Bug 579756 – Unicode Normalization is broken in Indexer and/or Search

After an evaluation, GNOME has moved from Bugzilla to GitLab. Learn more about GitLab.
No new issues can be reported in GNOME Bugzilla anymore.
To report an issue in a GNOME project, go to GNOME GitLab.
Do not go to GNOME Gitlab for: Bluefish, Doxygen, GnuCash, GStreamer, java-gnome, LDTP, NetworkManager, Tomboy.

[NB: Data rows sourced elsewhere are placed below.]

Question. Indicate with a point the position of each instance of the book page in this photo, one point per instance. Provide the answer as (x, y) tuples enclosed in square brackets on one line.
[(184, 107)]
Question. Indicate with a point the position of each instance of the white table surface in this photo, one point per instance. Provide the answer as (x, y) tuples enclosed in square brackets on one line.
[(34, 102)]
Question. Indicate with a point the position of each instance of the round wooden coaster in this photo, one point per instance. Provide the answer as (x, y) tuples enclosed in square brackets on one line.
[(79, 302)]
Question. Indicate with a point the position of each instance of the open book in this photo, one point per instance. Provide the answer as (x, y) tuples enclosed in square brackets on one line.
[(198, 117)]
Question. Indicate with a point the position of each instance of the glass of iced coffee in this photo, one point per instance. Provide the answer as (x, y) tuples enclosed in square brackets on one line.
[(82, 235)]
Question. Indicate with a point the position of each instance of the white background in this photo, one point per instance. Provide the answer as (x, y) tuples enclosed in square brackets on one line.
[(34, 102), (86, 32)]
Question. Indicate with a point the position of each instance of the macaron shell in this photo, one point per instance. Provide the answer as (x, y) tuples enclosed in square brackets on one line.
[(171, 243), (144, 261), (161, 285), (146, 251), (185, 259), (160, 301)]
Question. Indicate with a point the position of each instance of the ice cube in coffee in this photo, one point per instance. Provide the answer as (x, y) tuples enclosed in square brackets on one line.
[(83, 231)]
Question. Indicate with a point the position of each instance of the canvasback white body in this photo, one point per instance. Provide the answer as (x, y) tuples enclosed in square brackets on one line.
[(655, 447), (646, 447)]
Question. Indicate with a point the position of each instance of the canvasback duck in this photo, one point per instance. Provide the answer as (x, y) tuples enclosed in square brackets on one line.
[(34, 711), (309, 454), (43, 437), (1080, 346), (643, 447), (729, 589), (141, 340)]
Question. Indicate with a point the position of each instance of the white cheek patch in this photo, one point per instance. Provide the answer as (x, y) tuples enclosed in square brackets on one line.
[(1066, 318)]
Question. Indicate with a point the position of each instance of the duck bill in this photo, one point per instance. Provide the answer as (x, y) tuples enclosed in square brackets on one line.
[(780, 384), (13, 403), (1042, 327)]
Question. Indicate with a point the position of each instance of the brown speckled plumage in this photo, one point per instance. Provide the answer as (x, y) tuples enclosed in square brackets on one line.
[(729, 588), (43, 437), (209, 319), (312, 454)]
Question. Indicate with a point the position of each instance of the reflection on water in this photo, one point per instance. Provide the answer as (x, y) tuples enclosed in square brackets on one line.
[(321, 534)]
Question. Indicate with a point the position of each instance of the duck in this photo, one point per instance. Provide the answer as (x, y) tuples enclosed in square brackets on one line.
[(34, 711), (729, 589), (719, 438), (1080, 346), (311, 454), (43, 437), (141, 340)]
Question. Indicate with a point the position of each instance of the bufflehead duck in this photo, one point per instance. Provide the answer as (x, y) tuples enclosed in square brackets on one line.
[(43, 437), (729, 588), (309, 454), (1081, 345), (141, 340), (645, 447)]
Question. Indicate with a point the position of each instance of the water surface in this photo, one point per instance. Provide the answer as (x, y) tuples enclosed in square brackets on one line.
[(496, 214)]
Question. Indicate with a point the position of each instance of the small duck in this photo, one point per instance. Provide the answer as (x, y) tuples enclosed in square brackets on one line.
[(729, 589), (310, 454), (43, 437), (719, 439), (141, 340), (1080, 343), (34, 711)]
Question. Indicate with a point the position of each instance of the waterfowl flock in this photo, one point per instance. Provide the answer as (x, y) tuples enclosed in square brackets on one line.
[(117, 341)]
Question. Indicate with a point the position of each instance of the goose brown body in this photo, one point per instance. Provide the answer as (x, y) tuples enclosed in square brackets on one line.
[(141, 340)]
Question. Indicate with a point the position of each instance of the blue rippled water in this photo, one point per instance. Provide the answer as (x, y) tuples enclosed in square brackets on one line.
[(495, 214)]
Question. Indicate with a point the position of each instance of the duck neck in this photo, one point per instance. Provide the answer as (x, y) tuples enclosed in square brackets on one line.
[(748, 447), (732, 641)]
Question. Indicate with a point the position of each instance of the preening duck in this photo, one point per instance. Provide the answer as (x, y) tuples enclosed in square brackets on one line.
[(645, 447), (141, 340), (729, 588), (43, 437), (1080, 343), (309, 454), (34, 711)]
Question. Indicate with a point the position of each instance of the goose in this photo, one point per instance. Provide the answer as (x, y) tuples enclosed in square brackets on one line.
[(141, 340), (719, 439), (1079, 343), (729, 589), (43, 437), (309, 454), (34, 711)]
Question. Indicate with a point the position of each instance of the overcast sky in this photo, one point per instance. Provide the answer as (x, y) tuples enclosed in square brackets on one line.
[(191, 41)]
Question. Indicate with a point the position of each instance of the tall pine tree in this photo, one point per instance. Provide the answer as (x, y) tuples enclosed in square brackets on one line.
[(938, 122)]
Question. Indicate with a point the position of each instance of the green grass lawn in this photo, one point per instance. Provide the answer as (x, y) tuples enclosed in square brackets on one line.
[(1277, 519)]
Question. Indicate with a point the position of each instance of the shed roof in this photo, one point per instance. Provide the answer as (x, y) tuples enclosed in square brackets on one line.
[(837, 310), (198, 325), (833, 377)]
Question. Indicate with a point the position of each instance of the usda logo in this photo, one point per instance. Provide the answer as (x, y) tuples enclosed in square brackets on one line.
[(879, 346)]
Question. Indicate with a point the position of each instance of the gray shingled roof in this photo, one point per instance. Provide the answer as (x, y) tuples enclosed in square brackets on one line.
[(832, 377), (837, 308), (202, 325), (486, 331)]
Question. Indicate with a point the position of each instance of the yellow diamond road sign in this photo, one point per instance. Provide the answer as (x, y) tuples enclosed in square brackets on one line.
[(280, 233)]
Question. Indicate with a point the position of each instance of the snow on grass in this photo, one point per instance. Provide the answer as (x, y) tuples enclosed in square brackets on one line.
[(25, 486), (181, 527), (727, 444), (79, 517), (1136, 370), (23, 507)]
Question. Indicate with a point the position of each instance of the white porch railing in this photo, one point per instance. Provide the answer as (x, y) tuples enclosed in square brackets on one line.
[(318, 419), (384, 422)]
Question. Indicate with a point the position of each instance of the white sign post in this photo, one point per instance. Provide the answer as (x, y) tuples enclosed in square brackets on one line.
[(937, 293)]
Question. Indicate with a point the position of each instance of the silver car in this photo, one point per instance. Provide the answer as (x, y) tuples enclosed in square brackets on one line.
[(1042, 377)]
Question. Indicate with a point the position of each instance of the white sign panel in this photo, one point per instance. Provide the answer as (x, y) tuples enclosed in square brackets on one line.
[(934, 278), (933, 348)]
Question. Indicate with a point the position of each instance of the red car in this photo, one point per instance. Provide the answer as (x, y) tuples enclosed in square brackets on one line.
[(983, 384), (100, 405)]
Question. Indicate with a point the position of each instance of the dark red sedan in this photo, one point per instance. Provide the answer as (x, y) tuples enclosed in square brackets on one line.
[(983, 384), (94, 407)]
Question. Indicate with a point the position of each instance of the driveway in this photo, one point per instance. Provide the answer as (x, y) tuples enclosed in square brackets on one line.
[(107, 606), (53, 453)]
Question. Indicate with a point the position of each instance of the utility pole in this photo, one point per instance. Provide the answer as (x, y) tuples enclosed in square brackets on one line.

Bug 579756 - Unicode Normalization is broken in Indexer and/or Search


Summary:	Unicode Normalization is broken in Indexer and/or Search


Status:	RESOLVED FIXED

Product:	tracker
Classification:	Core
Component:	General
Version:	git master
Hardware:	Other Linux

Importance:	Normal normal
Target Milestone:	---
Assigned To:	tracker-indexer
QA Contact:	Jamie McCracken

URL:
Whiteboard:

Depends on:
Blocks:

Reported:	2009-04-21 18:08 UTC by Denis Jacquerye
Modified:	2010-05-25 08:31 UTC

See Also:
GNOME target:	---
GNOME version:	---

Attachments
testcase NFC (148 bytes, text/plain) 2009-04-28 05:25 UTC, Denis Jacquerye	Details
testcase NFD (168 bytes, text/plain) 2009-04-28 05:26 UTC, Denis Jacquerye	Details

Description Denis Jacquerye 2009-04-21 18:08:38 UTC

When searching for a string in NFD, with decomposed characters, the string in NFC is not match in files where it must be.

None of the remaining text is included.